TWEET THIS:

Evaluators must ask if DAC criteria are inclusive enough and respect under-privileged groups.
Evaluation must take into account new thinking that questions escalating consumption patterns.
Need to develop evaluation models that capture complexity to inform policy.

Have we reached a Copernican moment where we realize the 'earth isn’t flat', and our definitions and 'understanding of the world' need to be reset? Leaving aside jargon and methodological challenges, there are other good reasons to revisit the evaluation criteria we use.


Over the past 30 years, evaluation in the development field has gone through multiple cycles of questioning which method is better than another. But few in the development circles in which I have operated, have questioned the standard evaluation criteria that we use.

Many development institutions, including the World Bank, regional development banks, the UN, and bilateral aid agencies subscribe to what has come to be known as the DAC evaluation criteria. Specifically, there are five criteria – relevance, effectiveness, efficiency, impact, and sustainability; in short R/E/E/I/S – that underpin most evaluation systems in international development.  

Evaluation questions get framed around these criteria, and reports get written up using this language. But, many an evaluation struggles to implement these criteria in sincerity. Others are accused of using too much jargon as they report faithfully on these criteria. And often, the evaluations tend to leave readers with unanswered questions.

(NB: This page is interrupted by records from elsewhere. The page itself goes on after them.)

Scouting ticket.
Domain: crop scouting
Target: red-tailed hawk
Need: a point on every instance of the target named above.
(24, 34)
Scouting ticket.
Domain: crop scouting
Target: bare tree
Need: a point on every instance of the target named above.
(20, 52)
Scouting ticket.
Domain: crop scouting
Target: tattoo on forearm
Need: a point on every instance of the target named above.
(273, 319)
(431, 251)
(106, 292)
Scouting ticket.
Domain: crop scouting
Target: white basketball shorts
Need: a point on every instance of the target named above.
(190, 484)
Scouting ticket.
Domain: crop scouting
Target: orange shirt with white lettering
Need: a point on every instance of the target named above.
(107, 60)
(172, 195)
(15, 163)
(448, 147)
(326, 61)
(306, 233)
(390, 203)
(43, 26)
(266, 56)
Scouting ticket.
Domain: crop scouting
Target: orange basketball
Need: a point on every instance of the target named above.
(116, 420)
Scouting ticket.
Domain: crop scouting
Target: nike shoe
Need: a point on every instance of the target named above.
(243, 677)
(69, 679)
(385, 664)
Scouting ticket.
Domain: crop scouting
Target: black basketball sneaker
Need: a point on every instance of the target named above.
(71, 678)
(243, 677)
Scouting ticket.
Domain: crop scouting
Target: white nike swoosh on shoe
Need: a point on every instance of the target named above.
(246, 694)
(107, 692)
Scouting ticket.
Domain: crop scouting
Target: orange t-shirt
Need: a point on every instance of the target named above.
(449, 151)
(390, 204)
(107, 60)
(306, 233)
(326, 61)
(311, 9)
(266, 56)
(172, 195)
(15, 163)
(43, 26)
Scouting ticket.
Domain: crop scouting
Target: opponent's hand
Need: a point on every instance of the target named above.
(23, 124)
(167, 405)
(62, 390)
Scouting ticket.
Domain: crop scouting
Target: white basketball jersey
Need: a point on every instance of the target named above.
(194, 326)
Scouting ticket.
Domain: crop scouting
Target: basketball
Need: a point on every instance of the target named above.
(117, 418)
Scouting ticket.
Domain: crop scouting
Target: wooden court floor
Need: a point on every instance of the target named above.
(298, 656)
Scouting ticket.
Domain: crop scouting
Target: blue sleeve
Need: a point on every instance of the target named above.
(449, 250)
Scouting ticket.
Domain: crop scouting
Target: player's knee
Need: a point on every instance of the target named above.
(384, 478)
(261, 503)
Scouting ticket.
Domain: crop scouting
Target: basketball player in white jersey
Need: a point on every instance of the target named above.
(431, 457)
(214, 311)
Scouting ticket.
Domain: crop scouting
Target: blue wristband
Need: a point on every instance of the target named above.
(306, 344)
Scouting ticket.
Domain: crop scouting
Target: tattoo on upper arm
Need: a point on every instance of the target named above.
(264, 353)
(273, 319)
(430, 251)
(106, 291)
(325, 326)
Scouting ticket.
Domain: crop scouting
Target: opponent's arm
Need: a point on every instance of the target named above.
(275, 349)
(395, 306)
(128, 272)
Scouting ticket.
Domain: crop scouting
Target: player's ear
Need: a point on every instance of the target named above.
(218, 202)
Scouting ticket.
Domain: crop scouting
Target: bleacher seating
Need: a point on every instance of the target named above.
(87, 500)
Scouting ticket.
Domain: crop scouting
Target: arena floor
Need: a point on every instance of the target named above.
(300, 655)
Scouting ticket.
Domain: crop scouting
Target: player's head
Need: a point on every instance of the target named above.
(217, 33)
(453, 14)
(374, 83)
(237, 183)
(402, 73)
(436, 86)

After nearly 15 years of adhering to the DAC evaluation criteria, is it time for a rethink? Have we reached a Copernican moment where we realize the “earth isn’t flat”, and our definitions and “understanding of the world” need to be reset? Leaving aside jargon and methodological challenges, there are other good reasons to revisit the evaluation criteria we use.

Values

As our societies develop, norms and values shift. While the evaluation criteria appear to be neutral and should be applied as such, they were formed by a set of values. The post-2015 agenda has declared its intention to be more inclusive, respecting under-privileged groups of people, which means we as evaluators need to reflect whether the criteria represent such diverse views. Being able to shape norms that are more inclusive of diversity rather than judge everyone through more limiting norms will be a necessity if 2030 is to become the world we want.

End Game

The adoption of the Sustainable Development Goals (SDGs) signal that we need to shift our understanding of development outcomes. Our development and economic models are premised on ever-increasing consumption. By contrast, the SDGs recognize that such consumption levels are unsustainable from an environmental, economic, and social point of view. This new commitment should lead to a paradigm shift around desirable development pathways that are not premised on escalating consumption patterns. Evaluation tools to unpack intrinsic impacts on consumption patterns will be needed to determine whether the world is evolving in desired ways.

Complexity

The world has become more complex, or rather: our ability to accept and understand complexity has increased. International development has relied on often linear and simplified logical frameworks or results chains that string inputs-activities-outputs-outcomes-impacts into a straight causal path. Development practitioners as much as evaluators know that development processes do not follow such linear assumptions. Instead, one action might cause a number of reactions that have effects in rather diverse ways. Hence,we need to develop evaluation models that capture the effects of complexity to inform policy-makers and practitioners about the actual effects of choices they make and actions they take (see excellent book on this topic by Jos Vaessen et al).

Technology 

The pace at which technology develops and influences lives has far-reaching effects on societies. Solutions to complex problems can be generated in un-thought of ways and often through unconventional networks of people. Information travels, is demanded, and influences large groups of people at a much faster and inter-connected pace than ever before. We are faced with an avalanche of data, a dearth of facts, and an ease of spreading (mis)information that has been unprecedented.  Evaluation can benefit from technology, be it to construct with greater ease models that reflect theories of change, help with data collection and processing, or sharing evaluation evidence with a much wider audience than before. But, it does so in an environment of multitudes of realities that may or may not lead to evidence-based decision-making, especially if a “post-fact” era were inevitable. 

Cost & Benefits 

Current considerations of efficiency, cost savings, or cost-benefit analyses are challenged to take long-term impacts into account. Something that appears efficient today, might have inadvertent devastating long-effects on natural resources or the social capital of communities. Likewise, the distribution of cost and benefits have been uneven, as witnessed by those who bear the brunt of eroded natural resources, or of development outcomes that benefit some groups in society and not others.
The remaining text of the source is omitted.